Chapter 12. Regular Expressions

Some people, when confronted with a problem, think:
"I know, I'll use regular expressions".
Now they have two problems.
Jamie Zawinski

Regular expressions are one of the signature features of Perl, providing it with most of the practical extraction facilities for which it is famous. Many of those who are new to Perl (and many who aren't so new) approach regexes with mistrust, trepidation, or outright fear.

And with some justification. Regexes are specified in a compact and sometimes baroque syntax that is, all by itself, responsible for much of Perl's "executable line noise" reputation. Moreover, in the right hands, patterns are capable of performing mystifying feats of text recognition, analysis, transformation, and computation^[*].

^[*] As anyone who has seen Abigail's virtuoso "prime number identifier" must surely agree:

    sub is_prime {
        my ($number) = @_;
        return (1 x $number) !~ m/\A (?: 1? | (11+?) (?> \1+ ) ) \Z/xms;
    }

(Working out precisely how this regex works its wonders is left as a punishment for the reader.)

It's no wonder they scare so many otherwise stalwart Perl hackers.

And no surprise that they also figure heavily in many suboptimal programming practices, especially of the "cut-and-paste" variety. Or, more often, of the "cut-and-paste-and-modify-slightly-and-oh-now-it-doesn't-work-at-all-so-let's-modify-it-some-more-and-see-if-that-helps-no-it-didn't-but-we're-committed-now-so-maybe-if-we-change-that-bit-instead-hmmmm-that's-closer-but-still-not-quite-right-maybe-if-I-made-that-third-repetition-non-greedy-instead-oops-now-it's-back-to-not-matching-at-all-perhaps-I-should-just-post-it-to-PerlMonks.org-and-see-if-they-know-what's-wrong" variety.

Yet the secret to taming regular expressions is remarkably simple. You merely have to recognize them for what they really are, and treat them accordingly.

And what are regular expressions really? They're subroutines. Text-matching subroutines. Text-matching subroutines that are coded in an embedded programming language that's nearly entirely unrelated to Perl.

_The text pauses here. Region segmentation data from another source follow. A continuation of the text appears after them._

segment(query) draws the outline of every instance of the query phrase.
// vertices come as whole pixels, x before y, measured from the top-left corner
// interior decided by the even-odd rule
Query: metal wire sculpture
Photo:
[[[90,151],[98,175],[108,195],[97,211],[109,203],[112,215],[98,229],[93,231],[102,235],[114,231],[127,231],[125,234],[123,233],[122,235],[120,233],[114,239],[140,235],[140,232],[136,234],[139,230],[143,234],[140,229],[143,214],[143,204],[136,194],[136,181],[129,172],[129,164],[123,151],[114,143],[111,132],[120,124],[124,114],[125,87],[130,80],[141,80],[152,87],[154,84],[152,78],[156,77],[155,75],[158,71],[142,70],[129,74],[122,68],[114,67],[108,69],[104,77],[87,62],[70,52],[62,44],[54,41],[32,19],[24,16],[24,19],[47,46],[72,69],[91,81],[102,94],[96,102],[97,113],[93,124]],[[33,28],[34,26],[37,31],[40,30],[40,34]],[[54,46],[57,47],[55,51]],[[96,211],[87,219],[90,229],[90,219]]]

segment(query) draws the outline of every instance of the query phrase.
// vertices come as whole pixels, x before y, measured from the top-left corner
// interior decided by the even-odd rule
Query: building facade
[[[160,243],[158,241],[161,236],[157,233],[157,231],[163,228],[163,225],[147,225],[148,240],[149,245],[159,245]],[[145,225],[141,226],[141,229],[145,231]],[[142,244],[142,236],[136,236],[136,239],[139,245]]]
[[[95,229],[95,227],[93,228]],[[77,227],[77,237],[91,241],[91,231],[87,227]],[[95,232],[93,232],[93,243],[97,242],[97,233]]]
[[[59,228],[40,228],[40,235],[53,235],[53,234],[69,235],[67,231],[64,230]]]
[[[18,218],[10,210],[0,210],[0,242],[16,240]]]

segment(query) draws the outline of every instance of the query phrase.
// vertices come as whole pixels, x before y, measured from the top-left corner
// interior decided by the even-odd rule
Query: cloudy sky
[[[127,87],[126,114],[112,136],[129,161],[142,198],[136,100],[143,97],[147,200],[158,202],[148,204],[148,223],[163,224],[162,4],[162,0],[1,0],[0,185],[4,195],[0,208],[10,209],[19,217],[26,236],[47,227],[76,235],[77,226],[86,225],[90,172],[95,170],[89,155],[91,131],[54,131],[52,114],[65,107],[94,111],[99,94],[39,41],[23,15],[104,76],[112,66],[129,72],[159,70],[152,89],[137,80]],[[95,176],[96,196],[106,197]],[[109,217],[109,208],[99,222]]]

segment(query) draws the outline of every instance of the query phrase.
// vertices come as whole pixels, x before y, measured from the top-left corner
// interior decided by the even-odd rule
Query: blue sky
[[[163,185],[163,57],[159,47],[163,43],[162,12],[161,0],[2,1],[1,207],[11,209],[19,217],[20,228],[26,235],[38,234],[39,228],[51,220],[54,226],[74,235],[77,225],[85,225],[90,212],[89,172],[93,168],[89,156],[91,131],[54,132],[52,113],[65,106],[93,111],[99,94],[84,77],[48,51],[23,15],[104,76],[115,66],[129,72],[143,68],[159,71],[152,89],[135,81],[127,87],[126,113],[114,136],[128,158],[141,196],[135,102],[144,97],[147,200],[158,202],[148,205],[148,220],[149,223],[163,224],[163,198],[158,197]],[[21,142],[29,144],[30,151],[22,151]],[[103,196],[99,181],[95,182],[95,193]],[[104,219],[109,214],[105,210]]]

Once you realize that regexes are just code, it becomes obvious that regex best practices will, for the most part, simply be adaptations of the universal coding best practices described in other chapters: consistent and readable layout, sensible naming conventions, decomposition of complex code, refactoring of commonly used constructs, choosing robust defaults, table-based techniques, code reuse, and test-driven development.

This chapter illustrates how those approaches can be applied to improving the readability, robustness, and efficiency of your regular expressions.